"The House of Representatives shall be composed of members chosen every second year by the people of the several states ..." -- Constitution of the United States, Article I, Section 2.
"What's the Constitution between friends?" -- Rep. Timothy Campbell, a Tammany Democrat, to Democratic President Grover Cleveland after Cleveland said that a bill Campbell favored was unconstitutional.
WASHINGTON -- There they go again. House Democrats should at least provide variety in their venality. Last Wednesday, fresh from legislating new ethics regarding relations with lobbyists, they demonstrated that there are worse forms of corruption than those involving martinis and money.
They again voted to give the delegates to the House from Guam, American Samoa, the Virgin Islands and the District of Columbia, and the resident commissioner from Puerto Rico, the right to vote in the House when it is sitting as the "Committee of the Whole," which is how it sits almost all the time.
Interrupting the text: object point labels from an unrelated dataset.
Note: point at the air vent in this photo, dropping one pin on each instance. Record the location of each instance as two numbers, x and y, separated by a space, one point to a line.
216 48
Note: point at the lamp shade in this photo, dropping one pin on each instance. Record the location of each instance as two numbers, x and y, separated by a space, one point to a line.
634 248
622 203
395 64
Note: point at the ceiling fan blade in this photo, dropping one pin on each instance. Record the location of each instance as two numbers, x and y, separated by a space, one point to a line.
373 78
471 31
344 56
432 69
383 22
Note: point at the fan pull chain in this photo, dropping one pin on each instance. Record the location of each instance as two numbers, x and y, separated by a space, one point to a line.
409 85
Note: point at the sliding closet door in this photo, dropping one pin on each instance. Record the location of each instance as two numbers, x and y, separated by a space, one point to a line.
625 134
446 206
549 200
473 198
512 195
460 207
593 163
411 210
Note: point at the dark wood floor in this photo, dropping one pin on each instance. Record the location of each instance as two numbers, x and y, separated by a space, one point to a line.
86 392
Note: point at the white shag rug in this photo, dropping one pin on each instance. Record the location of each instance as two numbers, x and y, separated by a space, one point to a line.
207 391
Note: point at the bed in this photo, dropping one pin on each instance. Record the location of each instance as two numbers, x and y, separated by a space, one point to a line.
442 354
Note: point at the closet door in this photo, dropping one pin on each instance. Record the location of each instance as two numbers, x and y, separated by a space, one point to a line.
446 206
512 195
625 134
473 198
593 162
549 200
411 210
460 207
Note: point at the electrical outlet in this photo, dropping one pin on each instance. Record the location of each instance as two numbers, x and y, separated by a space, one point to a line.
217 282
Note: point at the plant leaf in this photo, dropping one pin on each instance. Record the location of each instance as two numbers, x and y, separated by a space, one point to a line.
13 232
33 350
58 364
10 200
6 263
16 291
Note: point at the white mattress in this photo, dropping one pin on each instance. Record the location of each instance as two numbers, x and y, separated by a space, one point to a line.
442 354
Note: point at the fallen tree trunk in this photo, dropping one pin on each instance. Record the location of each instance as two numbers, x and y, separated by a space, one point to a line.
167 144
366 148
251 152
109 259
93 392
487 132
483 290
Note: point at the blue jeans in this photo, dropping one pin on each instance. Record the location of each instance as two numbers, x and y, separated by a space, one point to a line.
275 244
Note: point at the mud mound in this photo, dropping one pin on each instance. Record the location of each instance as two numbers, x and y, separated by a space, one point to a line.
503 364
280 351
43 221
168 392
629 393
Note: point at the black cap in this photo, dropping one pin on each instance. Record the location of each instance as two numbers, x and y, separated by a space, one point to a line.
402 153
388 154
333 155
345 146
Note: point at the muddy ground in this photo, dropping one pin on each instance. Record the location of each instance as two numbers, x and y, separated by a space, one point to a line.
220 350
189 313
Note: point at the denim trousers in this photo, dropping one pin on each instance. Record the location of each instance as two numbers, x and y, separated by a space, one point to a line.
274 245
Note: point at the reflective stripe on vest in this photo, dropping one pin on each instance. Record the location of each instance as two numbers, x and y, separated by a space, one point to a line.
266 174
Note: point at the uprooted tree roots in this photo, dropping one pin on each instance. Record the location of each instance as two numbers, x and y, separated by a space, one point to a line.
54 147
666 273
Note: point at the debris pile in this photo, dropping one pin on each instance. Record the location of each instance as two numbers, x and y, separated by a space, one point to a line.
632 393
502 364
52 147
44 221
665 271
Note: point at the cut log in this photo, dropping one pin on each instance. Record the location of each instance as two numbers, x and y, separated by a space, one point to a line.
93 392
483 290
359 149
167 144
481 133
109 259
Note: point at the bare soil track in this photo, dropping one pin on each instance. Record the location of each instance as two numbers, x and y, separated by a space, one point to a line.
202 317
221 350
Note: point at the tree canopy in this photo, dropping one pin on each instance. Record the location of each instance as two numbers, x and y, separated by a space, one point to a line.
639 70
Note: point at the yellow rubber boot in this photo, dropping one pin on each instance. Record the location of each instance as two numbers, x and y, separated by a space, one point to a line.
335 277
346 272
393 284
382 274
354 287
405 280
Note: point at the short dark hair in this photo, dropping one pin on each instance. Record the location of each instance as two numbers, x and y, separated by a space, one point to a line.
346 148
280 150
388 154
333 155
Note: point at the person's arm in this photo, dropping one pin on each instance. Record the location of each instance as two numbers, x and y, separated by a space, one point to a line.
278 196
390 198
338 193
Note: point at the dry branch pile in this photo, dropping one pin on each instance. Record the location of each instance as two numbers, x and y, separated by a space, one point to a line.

It is in that status that almost all debate about and amending of legislation occur.
If these five votes decide the outcome of a vote in the Committee of the Whole, the matter at issue will be automatically revoted by the full House without those five participating. Still, these five faux members will have powers equal to those of real members on everything but final passage of bills, which often is more perfunctory than the process that leads to that. Almost always, all five delegates are Democrats. (Puerto Rico's current resident commissioner is the first Republican in 100 years.)
What part of the words "several states" do House Democrats not understand? Their cynical assumption is that "the people of the several states" will not notice this dilution of their representation in the House.
Members of Congress today represent, on average, 687,000 people. The population of Guam is 171,000; of American Samoa, 58,000; and of the Virgin Islands, 109,000. The 3.9 million Puerto Ricans are U.S. citizens and have the right to vote for statehood, which they have rejected in three plebiscites (1967, 1993, 1998).
The 58,000 Samoans pay no federal income taxes, but their delegate will be able to participate in raising the taxes of, say, Montanans. Samoa's delegate will have virtually the same power as Rep. Denny Rehberg, who represents all 944,000 Montanans. Obviously the Democrats' reverence for the principle "one person, one vote" is, well, situational.